Wie bedrohlich ist die geheime Schattenflotte von Putin?
Ein manövrierunfähiger Tanker treibt nördlich von Rügen in der Ostsee. Laut dem Havariekommando enthält das Schiff etwa 99.000 Tonnen Öl.
Es handelt sich um den Tanker „Eventin“, der unter der Flagge Panamas fährt. Das 248 Meter lange Schiff hatte im russischen Ostsee-Hafen Ust-Luga an der Grenze zu Estland Öl aufgenommen und am 6. Januar die Fahrt aufgenommen. Als Ziel war Port Said in Ägypten angegeben.
Dieser Tanker könnte Teil von Putins geheimer Schattenflotte sein – einer Flotte von veralteten Schiffen, die das Öl des russischen Kreml-Regimes aus Russland in andere Länder transportieren, um dringend benötigte Devisen zu erwirtschaften. Berichten zufolge soll das Schiff von einem russischen Kriegsschiff begleitet worden sein.
In sicherheitsrelevanten Kreisen wird die hybride Bedrohungslage ernst genommen. Die Situation in der Ostsee wird derzeit intensiv beobachtet.

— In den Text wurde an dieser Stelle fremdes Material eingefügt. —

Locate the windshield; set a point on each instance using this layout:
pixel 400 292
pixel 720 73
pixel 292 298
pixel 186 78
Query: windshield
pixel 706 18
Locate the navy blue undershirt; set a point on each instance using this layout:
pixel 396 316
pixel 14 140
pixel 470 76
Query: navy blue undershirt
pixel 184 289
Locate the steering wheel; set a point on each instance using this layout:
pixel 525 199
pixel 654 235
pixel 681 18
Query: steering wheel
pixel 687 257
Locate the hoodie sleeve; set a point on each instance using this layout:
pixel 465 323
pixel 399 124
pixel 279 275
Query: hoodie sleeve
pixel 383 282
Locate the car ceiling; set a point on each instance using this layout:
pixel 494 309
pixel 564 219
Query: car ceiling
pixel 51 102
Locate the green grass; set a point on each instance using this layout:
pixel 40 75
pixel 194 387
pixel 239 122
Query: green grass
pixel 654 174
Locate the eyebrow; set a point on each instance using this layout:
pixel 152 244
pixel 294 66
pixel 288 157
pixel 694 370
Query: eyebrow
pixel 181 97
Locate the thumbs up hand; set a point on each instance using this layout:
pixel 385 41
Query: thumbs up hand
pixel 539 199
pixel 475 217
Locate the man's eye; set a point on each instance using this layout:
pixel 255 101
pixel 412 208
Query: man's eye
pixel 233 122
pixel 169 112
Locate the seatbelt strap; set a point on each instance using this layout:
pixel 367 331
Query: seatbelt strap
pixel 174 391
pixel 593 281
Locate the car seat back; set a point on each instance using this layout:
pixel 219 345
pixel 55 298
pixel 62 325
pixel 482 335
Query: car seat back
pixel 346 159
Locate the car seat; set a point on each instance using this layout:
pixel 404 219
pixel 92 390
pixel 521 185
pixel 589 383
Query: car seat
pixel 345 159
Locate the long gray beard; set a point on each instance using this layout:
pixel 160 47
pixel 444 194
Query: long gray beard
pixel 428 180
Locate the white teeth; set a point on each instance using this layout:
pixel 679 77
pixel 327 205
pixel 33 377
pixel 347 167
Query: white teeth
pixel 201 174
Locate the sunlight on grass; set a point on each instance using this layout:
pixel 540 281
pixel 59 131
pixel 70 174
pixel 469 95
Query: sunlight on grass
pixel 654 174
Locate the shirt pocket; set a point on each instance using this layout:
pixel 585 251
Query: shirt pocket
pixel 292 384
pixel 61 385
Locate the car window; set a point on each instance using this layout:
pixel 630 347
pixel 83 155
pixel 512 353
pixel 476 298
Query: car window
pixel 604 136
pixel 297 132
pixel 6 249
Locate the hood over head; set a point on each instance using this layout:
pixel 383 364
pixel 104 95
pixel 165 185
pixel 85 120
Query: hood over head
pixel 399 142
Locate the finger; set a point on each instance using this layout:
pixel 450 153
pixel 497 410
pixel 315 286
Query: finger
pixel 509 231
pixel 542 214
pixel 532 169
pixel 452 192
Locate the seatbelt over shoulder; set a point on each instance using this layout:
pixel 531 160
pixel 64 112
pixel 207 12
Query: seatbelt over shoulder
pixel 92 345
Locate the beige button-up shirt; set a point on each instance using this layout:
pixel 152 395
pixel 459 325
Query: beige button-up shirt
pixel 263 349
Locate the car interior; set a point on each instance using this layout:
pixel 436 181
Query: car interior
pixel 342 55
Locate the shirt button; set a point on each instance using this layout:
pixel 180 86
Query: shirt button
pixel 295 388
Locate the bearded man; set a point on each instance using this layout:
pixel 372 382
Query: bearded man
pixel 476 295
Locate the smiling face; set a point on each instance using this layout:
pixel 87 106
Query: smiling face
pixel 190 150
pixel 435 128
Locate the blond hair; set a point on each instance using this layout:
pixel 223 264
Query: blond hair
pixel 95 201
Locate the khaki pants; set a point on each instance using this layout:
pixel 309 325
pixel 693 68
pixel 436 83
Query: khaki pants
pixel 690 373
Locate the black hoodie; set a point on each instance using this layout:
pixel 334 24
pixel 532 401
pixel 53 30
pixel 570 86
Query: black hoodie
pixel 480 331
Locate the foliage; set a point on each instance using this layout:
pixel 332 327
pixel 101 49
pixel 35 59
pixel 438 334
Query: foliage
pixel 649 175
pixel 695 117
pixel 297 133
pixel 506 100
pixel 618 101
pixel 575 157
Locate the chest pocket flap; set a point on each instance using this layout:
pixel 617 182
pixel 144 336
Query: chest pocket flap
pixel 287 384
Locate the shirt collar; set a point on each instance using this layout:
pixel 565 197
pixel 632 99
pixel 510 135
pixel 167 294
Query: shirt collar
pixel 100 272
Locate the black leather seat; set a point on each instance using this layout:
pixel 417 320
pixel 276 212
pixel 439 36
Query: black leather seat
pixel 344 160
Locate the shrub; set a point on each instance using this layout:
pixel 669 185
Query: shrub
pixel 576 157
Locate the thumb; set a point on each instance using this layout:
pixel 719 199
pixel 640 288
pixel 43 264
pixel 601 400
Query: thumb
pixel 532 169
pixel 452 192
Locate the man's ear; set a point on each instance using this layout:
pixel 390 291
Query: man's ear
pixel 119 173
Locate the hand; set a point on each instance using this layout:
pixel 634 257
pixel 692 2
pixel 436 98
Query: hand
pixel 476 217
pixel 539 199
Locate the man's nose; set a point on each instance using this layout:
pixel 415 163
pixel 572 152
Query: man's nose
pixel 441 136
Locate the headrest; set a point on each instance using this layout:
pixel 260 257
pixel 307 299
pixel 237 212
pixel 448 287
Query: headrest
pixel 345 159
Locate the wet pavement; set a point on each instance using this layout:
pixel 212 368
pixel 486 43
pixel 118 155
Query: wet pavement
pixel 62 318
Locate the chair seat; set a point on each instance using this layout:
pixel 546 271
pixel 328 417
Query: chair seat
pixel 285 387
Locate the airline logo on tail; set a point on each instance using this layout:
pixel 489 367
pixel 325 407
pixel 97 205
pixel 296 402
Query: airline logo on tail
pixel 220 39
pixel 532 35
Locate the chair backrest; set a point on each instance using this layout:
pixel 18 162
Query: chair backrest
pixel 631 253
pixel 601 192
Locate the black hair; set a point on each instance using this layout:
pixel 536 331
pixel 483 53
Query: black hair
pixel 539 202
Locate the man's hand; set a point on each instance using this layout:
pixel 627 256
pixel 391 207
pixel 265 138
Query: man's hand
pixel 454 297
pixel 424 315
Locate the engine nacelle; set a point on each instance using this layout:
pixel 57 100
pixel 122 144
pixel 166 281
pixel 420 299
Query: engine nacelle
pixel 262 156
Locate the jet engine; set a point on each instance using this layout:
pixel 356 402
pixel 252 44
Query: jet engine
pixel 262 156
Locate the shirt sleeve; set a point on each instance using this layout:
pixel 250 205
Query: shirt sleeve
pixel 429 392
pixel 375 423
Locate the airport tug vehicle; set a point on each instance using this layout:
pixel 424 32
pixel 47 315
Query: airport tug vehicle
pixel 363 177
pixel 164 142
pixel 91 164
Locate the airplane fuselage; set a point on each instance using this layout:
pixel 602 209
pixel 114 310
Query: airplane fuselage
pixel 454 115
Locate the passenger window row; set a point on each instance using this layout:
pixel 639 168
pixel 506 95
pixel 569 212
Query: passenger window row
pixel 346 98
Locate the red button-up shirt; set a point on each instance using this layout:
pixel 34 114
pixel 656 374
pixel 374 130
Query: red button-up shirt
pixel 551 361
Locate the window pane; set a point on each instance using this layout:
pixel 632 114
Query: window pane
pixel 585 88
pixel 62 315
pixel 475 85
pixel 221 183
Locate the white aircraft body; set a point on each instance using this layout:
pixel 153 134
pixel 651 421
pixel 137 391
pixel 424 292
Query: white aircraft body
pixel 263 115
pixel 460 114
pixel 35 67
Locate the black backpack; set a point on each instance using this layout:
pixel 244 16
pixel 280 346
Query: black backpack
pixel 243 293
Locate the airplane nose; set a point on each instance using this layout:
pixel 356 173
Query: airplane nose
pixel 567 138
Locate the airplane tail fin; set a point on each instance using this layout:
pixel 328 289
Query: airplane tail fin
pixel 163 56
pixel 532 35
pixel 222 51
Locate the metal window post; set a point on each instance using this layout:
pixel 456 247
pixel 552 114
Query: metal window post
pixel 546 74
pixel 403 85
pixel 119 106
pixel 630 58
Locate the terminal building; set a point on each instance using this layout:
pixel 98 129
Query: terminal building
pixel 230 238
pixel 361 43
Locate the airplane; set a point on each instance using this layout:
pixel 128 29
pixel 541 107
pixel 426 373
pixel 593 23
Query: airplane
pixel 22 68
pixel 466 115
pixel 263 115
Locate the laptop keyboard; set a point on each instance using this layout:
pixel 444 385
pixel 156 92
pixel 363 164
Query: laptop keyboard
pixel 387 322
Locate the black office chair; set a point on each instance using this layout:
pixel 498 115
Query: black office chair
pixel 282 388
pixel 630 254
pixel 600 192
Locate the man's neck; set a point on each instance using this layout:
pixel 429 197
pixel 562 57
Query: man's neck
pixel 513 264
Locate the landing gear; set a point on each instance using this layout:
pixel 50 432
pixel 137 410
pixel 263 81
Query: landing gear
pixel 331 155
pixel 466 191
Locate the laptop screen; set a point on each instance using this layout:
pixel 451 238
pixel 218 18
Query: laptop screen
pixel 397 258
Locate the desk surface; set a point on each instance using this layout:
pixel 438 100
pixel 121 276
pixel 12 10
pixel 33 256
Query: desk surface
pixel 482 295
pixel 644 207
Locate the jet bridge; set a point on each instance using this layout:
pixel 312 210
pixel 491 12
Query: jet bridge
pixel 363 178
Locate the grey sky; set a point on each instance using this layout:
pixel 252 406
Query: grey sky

Die geheime Schattenflotte von Russland
Schätzungen zufolge umfasst die sogenannte Schattenflotte bis zu 600 Schiffe. Rund ein Drittel dieser Schiffe gehört der russischen Staatsreederei Sovcomflot. Viele weitere Schiffe fahren unter Flags von Staaten wie Panama, Liberia oder Gabun. Die meisten Tanker sind mehr als 15 Jahre alt und weisen oft unklare Eigentumsverhältnisse sowie unzureichende Versicherungsnachweise auf. Erst im November forderten EU-Abgeordnete strengere Sanktionen gegen diese Schiffe.
Gefährliche Methoden auf hoher See
Um die Herkunft des Öls zu verschleiern, bedient sich Russland einer Reihe riskanter und undurchsichtiger Methoden:
▶ Ölumladung auf offener See: Dabei wird russisches Öl mit anderen Lieferungen vermischt, was die Herkunft des Rohstoffs verschleiert.
▶ Häufiger Besitzerwechsel: Die wahre Eigentümerschaft dieser Schiffe bleibt häufig im Dunkeln.
▶ Flaggen-Hopping: Ein ständig wechselnder Flaggenstaat, etwa von Panama auf Gabun, hilft dabei, Sanktionen zu umgehen und die Spur zu verwischen.

Umweltgefahren im Fokus
Sowohl Umweltschützer als auch Anrainerstaaten der Ostsee schlagen Alarm. Experten warnen vor den gravierenden Konsequenzen, die ein Unfall mit den veralteten und oftmals technisch nicht ausreichend ausgestatteten Schiffen nach sich ziehen könnte.
Greenpeace hebt besonders die Kadetrinne in der Mecklenburger Bucht als möglichen Ort einer verheerenden Ölkatastrophe hervor. Besorgniserregend ist zudem, dass viele dieser Schiffe nicht genügend versichert sind. Im Falle eines Unfalls müssten die betroffenen Staaten voraussichtlich selbst für die entstehenden Kosten aufkommen.
Die EU setzt sich mit zusätzlichen Sanktionsmaßnahmen dafür ein, die sogenannte „Schattenflotte“ zu bekämpfen. Geplante Schritte umfassen unter anderem die Aufnahme bestimmter Schiffe und ihrer Betreiber in Sanktionslisten. Bislang sind diese Bemühungen jedoch wenig erfolgreich.